Savers are useless non-contributors. Not that there's anything wrong with saving, but economies of scale don't depend on it, and so there's no economic justification to encourage it.
You cannot be more wrong. Saving is simply deferred spending. It's spending later vs. spending now. You could argue that incentivizing spending over saving is transferring prosperity from the future to the present. In the end it's a zero sum.
More than that. Saving is required for capital formation. Many enterprises and much innovation depends upon capital formation. Without capital formation it is much closer to net zero-sum. With capital formation, it is more like win-win than it is without it.
Yup.
http://en.wikipedia.org/wiki/Savings_identityThe caveat is that not all investment is actually useful investment. For example, building up inventory of unsold goods is considered investment in accounting terms, even though the goods may not be wanted and may never be sold.
That said, you do need savings for there to be (good) investment.
Guys I'm not claiming that saving is unimportant. I'm talking about savings in the form of unspent currency. I was responding to hbadger's claim that inflation punishes savers. There are plenty of appreciable saving/investment vehicles that will result in greater long term yields.

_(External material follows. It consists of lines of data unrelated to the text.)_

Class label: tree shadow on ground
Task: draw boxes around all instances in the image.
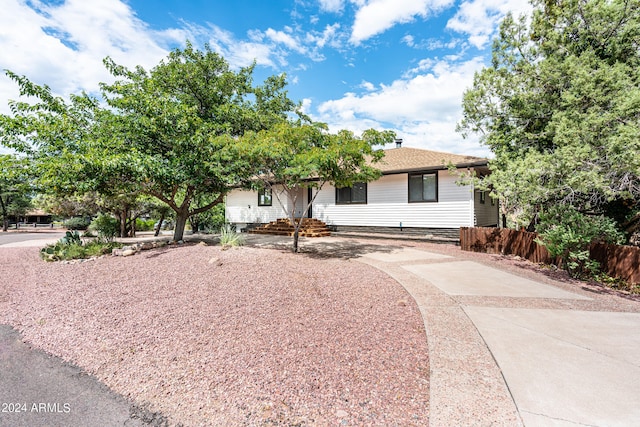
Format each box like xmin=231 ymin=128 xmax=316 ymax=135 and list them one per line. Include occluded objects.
xmin=488 ymin=260 xmax=640 ymax=301
xmin=247 ymin=239 xmax=402 ymax=259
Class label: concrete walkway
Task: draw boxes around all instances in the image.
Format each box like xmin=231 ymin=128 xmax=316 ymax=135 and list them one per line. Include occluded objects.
xmin=359 ymin=248 xmax=640 ymax=427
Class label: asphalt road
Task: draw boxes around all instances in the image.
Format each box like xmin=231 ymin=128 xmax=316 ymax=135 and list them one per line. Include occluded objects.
xmin=0 ymin=325 xmax=167 ymax=427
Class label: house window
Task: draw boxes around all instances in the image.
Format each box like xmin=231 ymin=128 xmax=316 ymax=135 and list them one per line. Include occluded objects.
xmin=258 ymin=188 xmax=272 ymax=206
xmin=409 ymin=172 xmax=438 ymax=202
xmin=336 ymin=182 xmax=367 ymax=205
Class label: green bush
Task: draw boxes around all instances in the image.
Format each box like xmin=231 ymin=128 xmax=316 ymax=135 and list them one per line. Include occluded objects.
xmin=40 ymin=236 xmax=122 ymax=261
xmin=64 ymin=217 xmax=91 ymax=230
xmin=538 ymin=206 xmax=624 ymax=278
xmin=136 ymin=218 xmax=156 ymax=231
xmin=58 ymin=231 xmax=82 ymax=245
xmin=91 ymin=214 xmax=120 ymax=241
xmin=220 ymin=224 xmax=245 ymax=246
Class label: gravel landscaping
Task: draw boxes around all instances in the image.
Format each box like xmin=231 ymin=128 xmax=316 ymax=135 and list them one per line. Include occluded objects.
xmin=0 ymin=244 xmax=429 ymax=426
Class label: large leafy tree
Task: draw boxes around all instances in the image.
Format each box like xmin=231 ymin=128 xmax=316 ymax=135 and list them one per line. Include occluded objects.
xmin=0 ymin=44 xmax=297 ymax=240
xmin=0 ymin=154 xmax=33 ymax=231
xmin=459 ymin=0 xmax=640 ymax=234
xmin=241 ymin=122 xmax=395 ymax=252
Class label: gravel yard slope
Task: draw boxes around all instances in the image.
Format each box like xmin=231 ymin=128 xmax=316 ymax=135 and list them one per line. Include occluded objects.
xmin=0 ymin=245 xmax=429 ymax=426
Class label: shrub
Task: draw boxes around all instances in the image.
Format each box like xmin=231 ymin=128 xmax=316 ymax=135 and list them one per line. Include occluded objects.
xmin=91 ymin=214 xmax=120 ymax=241
xmin=40 ymin=236 xmax=122 ymax=261
xmin=64 ymin=217 xmax=91 ymax=230
xmin=220 ymin=224 xmax=245 ymax=246
xmin=136 ymin=218 xmax=156 ymax=231
xmin=58 ymin=231 xmax=82 ymax=246
xmin=538 ymin=206 xmax=624 ymax=278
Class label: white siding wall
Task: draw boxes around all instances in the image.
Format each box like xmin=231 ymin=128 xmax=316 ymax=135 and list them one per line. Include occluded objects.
xmin=225 ymin=190 xmax=287 ymax=224
xmin=313 ymin=171 xmax=473 ymax=228
xmin=474 ymin=191 xmax=499 ymax=227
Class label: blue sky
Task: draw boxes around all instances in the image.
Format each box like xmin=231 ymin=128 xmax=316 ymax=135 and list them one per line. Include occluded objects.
xmin=0 ymin=0 xmax=530 ymax=156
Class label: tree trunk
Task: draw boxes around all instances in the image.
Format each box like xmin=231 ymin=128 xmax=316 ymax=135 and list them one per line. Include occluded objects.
xmin=293 ymin=231 xmax=298 ymax=254
xmin=0 ymin=197 xmax=8 ymax=231
xmin=173 ymin=212 xmax=189 ymax=242
xmin=118 ymin=211 xmax=127 ymax=237
xmin=154 ymin=213 xmax=164 ymax=237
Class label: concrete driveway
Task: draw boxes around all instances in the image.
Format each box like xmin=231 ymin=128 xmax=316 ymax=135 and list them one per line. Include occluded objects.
xmin=360 ymin=248 xmax=640 ymax=427
xmin=0 ymin=230 xmax=65 ymax=248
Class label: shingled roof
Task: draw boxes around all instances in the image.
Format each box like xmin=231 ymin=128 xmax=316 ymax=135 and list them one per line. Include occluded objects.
xmin=374 ymin=147 xmax=488 ymax=174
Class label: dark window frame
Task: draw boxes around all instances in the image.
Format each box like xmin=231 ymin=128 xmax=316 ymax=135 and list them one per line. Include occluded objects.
xmin=258 ymin=188 xmax=273 ymax=206
xmin=336 ymin=182 xmax=369 ymax=205
xmin=407 ymin=171 xmax=440 ymax=203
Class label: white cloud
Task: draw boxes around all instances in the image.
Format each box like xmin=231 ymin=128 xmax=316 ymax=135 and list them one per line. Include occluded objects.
xmin=320 ymin=0 xmax=344 ymax=12
xmin=0 ymin=0 xmax=184 ymax=111
xmin=305 ymin=23 xmax=342 ymax=49
xmin=447 ymin=0 xmax=531 ymax=49
xmin=265 ymin=28 xmax=306 ymax=54
xmin=316 ymin=58 xmax=489 ymax=156
xmin=351 ymin=0 xmax=454 ymax=45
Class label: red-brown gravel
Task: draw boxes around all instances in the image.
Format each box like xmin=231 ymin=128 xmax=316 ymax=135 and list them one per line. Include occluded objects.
xmin=0 ymin=245 xmax=429 ymax=426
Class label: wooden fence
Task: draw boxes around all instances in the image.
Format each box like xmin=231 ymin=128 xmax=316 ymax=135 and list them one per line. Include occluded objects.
xmin=460 ymin=227 xmax=640 ymax=283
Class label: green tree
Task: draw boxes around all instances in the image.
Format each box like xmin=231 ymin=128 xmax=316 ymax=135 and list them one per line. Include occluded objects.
xmin=0 ymin=44 xmax=297 ymax=240
xmin=241 ymin=122 xmax=395 ymax=252
xmin=459 ymin=0 xmax=640 ymax=234
xmin=0 ymin=154 xmax=32 ymax=231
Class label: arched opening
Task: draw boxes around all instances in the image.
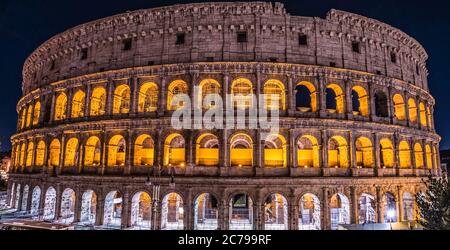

Incentivizing saving in the currency itself, however, will only serve to kill its velocity. Economies of scale require a currency that
moves.
I hate to bring fiat into the argument, but despite all it's problems the U.S. dollar does a great job at supporting large-scale economies. Even with a 2.5% - 4% annual inflation (definitely not "saver friendly"), capital formation does not seem to be a problem. Go figure.